Putting their faith in action Wednesday and Thursday, UCC leaders are joining other interfaith advocates participating in “Faith 4 Health Care,” a 24-hour vigil on the Capitol lawn as the GOP works to drum up support for the legislation. From 9 to 11 a.m. on June 29, UCC clergy, including the Rev. Traci Blackmon, executive minister for Justice and Witness Ministries; the Rev. Jason Carson Wilson, Justice and Policy Fellow in the UCC D.C. office; and the Rev. Michael Schuenemeyer, UCC executive for health and wholeness advocacy, will join other ministers from around the country speaking out against Obamacare reform. UCC leaders are inviting attendees heading to Baltimore for General Synod to participate in the D.C. action.
“God has spoken and is speaking.

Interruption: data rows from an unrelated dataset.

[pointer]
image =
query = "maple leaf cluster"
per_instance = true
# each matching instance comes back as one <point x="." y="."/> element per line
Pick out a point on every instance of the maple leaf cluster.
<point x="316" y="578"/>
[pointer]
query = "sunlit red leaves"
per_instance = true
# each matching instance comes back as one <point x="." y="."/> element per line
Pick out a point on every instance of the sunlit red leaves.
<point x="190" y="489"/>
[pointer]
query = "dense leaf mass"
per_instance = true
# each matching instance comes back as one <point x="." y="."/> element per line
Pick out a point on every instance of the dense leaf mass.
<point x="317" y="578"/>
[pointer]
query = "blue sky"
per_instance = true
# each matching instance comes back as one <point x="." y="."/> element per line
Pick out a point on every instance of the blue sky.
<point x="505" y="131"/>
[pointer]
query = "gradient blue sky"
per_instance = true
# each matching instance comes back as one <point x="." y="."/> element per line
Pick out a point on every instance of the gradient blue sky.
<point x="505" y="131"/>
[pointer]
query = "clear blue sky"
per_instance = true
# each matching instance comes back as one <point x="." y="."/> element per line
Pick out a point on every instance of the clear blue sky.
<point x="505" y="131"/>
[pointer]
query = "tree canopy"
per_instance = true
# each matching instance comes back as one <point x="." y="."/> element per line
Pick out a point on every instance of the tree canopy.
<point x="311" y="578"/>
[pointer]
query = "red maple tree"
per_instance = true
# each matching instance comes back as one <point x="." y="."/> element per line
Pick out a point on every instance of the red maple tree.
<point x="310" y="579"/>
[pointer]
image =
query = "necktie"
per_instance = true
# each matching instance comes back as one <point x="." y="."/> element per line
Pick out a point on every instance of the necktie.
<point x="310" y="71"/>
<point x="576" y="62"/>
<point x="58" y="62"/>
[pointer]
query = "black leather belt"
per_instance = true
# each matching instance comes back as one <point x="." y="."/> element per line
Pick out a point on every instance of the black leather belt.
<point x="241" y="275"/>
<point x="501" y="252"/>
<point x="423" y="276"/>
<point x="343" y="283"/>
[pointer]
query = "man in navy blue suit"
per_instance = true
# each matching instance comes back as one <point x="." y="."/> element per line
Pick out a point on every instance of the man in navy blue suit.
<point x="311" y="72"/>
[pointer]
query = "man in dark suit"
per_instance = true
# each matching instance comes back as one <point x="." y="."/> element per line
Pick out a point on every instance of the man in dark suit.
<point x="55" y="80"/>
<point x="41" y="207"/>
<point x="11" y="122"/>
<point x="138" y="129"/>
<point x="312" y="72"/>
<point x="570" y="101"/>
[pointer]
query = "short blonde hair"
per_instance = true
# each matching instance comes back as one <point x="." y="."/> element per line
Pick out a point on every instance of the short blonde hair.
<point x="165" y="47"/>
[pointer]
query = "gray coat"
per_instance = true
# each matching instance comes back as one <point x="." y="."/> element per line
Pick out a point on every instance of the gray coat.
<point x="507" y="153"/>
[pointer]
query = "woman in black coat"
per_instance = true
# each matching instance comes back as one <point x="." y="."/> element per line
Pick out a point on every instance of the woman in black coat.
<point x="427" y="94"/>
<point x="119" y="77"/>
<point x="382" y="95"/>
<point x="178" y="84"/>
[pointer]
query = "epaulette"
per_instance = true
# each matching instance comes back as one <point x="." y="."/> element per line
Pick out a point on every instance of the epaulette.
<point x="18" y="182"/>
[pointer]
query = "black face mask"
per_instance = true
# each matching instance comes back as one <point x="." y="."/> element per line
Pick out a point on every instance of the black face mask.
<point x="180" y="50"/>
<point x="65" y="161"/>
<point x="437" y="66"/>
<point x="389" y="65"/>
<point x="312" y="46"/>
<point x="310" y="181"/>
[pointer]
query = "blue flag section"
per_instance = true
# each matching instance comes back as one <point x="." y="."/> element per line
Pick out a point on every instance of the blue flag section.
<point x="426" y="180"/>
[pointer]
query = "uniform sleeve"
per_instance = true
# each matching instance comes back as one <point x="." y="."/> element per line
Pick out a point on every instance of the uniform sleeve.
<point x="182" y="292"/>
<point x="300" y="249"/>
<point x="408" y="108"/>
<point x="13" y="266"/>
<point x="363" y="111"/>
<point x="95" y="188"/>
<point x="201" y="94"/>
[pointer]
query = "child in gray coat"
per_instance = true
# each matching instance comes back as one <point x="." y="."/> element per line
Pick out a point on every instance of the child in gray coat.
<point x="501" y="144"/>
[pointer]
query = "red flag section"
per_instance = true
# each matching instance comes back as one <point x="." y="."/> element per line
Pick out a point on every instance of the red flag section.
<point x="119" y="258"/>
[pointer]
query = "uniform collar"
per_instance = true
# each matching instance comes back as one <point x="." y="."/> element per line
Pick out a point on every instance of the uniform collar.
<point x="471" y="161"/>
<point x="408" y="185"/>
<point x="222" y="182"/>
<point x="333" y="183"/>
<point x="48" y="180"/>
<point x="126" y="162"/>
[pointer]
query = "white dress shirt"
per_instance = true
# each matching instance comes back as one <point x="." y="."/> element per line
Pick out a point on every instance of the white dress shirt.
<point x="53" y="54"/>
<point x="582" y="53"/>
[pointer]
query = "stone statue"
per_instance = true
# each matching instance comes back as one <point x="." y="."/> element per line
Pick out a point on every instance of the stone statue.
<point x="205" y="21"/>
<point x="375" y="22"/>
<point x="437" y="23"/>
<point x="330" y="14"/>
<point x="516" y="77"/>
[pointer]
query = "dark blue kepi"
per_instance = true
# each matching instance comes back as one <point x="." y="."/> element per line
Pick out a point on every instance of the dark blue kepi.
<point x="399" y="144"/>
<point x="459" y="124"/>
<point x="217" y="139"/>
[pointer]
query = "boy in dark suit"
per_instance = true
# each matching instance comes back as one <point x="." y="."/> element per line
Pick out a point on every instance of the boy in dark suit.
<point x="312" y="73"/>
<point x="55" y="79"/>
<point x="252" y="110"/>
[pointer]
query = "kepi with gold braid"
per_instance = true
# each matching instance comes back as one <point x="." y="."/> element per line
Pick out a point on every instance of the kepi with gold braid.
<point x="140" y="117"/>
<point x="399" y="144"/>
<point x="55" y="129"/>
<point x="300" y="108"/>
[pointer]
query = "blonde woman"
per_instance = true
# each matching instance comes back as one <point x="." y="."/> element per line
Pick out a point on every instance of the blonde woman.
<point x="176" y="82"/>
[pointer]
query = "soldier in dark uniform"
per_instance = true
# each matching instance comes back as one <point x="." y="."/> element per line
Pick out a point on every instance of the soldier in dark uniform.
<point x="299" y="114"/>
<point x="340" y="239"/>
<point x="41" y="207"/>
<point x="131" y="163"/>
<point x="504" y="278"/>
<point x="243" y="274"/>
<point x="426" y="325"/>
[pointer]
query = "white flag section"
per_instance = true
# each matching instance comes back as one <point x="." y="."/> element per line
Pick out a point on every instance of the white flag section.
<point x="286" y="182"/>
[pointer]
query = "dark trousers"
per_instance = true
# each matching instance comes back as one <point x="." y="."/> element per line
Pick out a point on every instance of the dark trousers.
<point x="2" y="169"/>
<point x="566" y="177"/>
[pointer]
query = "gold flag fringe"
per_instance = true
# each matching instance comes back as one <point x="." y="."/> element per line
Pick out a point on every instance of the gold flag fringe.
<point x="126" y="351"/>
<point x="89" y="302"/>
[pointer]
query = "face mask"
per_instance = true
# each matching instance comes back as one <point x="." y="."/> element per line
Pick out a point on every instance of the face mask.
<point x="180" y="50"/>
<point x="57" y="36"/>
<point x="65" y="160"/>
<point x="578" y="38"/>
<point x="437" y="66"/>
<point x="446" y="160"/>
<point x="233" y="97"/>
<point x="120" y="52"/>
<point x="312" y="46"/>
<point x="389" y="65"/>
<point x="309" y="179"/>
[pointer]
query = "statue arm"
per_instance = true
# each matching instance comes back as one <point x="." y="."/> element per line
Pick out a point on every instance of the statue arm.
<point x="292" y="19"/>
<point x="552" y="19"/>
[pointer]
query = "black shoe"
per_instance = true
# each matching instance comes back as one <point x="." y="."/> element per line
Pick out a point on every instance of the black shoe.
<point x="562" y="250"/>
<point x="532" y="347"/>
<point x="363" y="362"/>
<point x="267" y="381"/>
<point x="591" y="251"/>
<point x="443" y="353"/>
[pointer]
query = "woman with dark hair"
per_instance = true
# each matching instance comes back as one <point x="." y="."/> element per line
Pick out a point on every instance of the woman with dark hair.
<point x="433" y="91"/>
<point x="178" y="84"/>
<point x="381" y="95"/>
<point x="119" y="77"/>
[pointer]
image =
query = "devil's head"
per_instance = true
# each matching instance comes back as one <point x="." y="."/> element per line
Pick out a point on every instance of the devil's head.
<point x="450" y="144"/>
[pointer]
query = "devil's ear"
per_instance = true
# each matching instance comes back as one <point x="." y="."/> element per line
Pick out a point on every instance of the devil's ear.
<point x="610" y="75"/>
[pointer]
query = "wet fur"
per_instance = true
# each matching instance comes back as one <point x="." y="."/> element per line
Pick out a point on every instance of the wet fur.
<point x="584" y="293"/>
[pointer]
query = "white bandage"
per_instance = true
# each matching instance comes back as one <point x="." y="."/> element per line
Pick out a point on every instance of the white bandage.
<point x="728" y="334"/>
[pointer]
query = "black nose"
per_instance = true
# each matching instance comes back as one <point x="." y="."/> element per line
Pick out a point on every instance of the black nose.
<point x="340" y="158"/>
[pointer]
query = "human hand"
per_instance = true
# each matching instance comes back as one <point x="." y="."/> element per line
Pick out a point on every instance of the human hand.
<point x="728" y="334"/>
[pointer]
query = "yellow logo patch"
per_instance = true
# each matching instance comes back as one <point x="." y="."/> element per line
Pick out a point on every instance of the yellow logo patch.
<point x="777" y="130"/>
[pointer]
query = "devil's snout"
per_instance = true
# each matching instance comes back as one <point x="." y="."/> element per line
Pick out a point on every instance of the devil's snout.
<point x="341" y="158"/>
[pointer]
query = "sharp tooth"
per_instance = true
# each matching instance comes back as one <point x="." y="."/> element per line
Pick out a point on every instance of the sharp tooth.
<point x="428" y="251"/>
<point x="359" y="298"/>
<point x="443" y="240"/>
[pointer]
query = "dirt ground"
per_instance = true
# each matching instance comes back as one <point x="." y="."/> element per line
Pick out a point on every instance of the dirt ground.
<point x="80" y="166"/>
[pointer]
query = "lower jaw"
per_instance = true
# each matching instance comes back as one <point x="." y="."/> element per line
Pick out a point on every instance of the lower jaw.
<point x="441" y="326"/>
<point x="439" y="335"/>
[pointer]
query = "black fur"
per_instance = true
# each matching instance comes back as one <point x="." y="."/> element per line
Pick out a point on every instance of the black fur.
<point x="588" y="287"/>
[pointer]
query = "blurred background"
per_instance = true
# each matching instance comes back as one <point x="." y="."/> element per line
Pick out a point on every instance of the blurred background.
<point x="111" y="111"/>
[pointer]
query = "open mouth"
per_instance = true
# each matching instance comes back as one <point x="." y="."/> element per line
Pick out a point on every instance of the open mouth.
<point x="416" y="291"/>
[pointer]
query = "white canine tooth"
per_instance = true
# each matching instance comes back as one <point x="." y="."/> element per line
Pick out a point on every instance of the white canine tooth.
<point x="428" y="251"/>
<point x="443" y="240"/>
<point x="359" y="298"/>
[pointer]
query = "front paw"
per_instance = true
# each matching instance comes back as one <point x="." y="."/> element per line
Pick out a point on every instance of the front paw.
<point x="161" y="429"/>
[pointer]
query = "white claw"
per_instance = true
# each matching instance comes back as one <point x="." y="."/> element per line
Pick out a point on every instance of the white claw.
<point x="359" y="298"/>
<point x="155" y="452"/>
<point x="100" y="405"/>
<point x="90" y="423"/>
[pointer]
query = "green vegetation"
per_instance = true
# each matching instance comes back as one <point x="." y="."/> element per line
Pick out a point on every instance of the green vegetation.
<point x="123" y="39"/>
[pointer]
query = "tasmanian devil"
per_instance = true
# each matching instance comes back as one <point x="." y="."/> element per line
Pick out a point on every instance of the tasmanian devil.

But, he also is with you during life’s challenges,” said Carson-Wilson. “Premature birth and hydrocephalus were among the challenges life brought me as a child. Medicaid paid for the healthcare needed to survive those challenges and answer the call. Medicaid will literally be the reason I can speak out during the vigil. I’m living proof that Medicaid saves lives.”
“The Senate’s proposal fails to address rising health care costs while contributing a far greater, immeasurable cost in lives lost from lack of access to health care,” said Sorenson. “We need to send a strong message to the Senate: not only is the Better Reconciliation Act deeply flawed policy that fails to address current challenges to our health care system, it is cruel and immoral. We deserve far better than the Better Reconciliation Act.”
“Life, liberty and the pursuit of happiness were promised to us all,” said Carson Wilson. “As a follower of Jesus, I’m called to comfort the afflicted. What would Jesus do? He would champion healthcare for all.”